6. Jonathan Woodgate
In 2011, despite already having a settled pairing in Ryan Shawcross and Robert Huth, Pulis decided to sign not one but two experienced centre-backs in Woodgate and Matthew Upson.
Unsurprisingly, Pulis quickly discovered that four into two did not go, leading to Woodgate humiliatingly being hooked after just 19 minutes of an away game at Wolves in which he had started at right-back and been torn to shreds by Matt Jarvis.
He left for Middlesbrough at the end of the season.
5. Eidur Gudjohnsen
If Pulis had learned any lesson from signing Tuncay in 2009, it clearly wasn’t that he couldn’t accommodate a No.10 in his side who didn’t win lots of headers and help out in midfield.
It wasn’t even like Pulis could have forgotten what had happened with Tuncay – he was still at the club when Pulis decided to sign Gudjohnsen too a year later.
He couldn’t even shoehorn Gudjohnsen into the team on the wing so moved him on after just half a season in which he made four appearances in the Premier League, all as a sub.
4. Michael Owen
Pulis really did not learn his lesson.

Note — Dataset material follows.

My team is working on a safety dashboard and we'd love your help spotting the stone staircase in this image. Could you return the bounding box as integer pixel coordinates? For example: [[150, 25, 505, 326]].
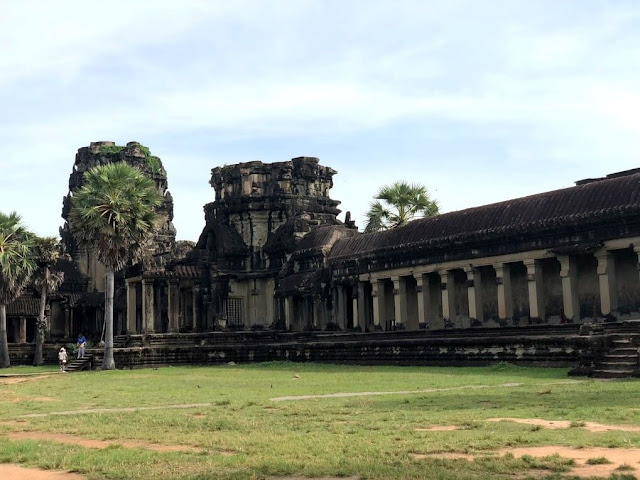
[[592, 334, 639, 378], [65, 353, 94, 372]]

We’re not saying he liked signing famous names without any thought as to how he could actually fit them into the team…but what other explanation was there for him signing a 32-year-old Michael Owen who had lost his pace, wasn’t sprinting to avoid getting injured and so just hung around the penalty area waiting for good service?

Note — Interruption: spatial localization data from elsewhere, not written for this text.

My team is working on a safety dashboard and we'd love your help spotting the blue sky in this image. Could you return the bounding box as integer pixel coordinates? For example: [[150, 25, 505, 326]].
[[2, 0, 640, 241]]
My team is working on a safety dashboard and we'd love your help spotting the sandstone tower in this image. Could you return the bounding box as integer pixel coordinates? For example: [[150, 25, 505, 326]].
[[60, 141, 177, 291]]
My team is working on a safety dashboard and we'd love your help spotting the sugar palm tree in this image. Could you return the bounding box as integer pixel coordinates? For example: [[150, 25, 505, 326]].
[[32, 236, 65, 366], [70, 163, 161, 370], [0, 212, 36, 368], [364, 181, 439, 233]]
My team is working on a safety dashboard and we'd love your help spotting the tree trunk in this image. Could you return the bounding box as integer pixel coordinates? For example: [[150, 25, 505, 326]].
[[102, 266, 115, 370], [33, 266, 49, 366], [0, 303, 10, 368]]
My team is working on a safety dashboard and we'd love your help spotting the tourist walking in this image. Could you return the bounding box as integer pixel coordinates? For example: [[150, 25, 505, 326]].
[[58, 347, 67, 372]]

Surprise, surprise, he failed to start a single Premier League game for the club and retired at the end of the season.
3. Juan Agudelo
In August 2013, as part of their continued love affair with Americans, Stoke announced USA striker Juan Agudelo had signed a pre-contract agreement to join the club the following January.

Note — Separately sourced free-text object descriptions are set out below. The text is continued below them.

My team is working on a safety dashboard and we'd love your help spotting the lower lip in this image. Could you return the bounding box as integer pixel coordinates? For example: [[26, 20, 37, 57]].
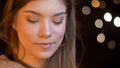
[[35, 43, 53, 49]]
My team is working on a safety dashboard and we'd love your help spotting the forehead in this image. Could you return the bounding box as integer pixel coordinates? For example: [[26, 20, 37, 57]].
[[18, 0, 66, 15]]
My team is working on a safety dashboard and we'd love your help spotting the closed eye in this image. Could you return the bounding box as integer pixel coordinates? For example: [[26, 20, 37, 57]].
[[53, 18, 64, 24], [26, 16, 39, 23], [52, 16, 65, 24]]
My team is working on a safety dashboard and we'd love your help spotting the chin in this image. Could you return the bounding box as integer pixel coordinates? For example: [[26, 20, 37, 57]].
[[36, 53, 54, 60]]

Just 20, Agudelo had already won 17 caps for the US senior side, yet when Stoke applied for a work permit for him in November ahead of the transfer being completed, it was denied.
Undeterred, City signed him anyway in January and loaned him out to FC Utrecht for the remainder of the season while they waited for the chance to re-apply for a work permit.
They did, it was turned down again, and Stoke cancelled Agudelo’s contract that summer without him ever making a single appearance.
2. Diego Arismendi
Pulis didn’t sign too many foreign players while at Stoke and was sacked at the end of his first spell of the club for failing to
exploit even consider the overseas market.
So it was more than a little surprising in August 2009 when it was announced the Potters had signed a player hardly anyone had ever even heard of from the Uruguayan league.
Arismendi, it seems, was signed purely on the recommendation of Pulis’ trusted assistant Dave Kemp, who had been doing some scouting in South America
Zero Premier League appearances in four years probably explains why Kemp later returned to his role as assistant. One of the few times anyone even remembered Arismendi existed was when he was branded a “noise pest” by a disgruntled neighbour in February 2010.
1. Maurice Edu
You might not think an American would need a buddy to settle into a club in England, even in his first move across the Pond, but that remains the only logical explanation for Stoke signing Edu in August 2012, a few weeks after signing Geoff Cameron from Houston Dynamo.
He certainly wasn’t signed for what he could do on the pitch – in two seasons at the club, he made only one 10-minute appearance as a substitute.
Still, Cameron turned out to be a hit in the Premier League, making 168 appearances in the competition across six seasons, so maybe Edu achieved exactly what he was brought in for.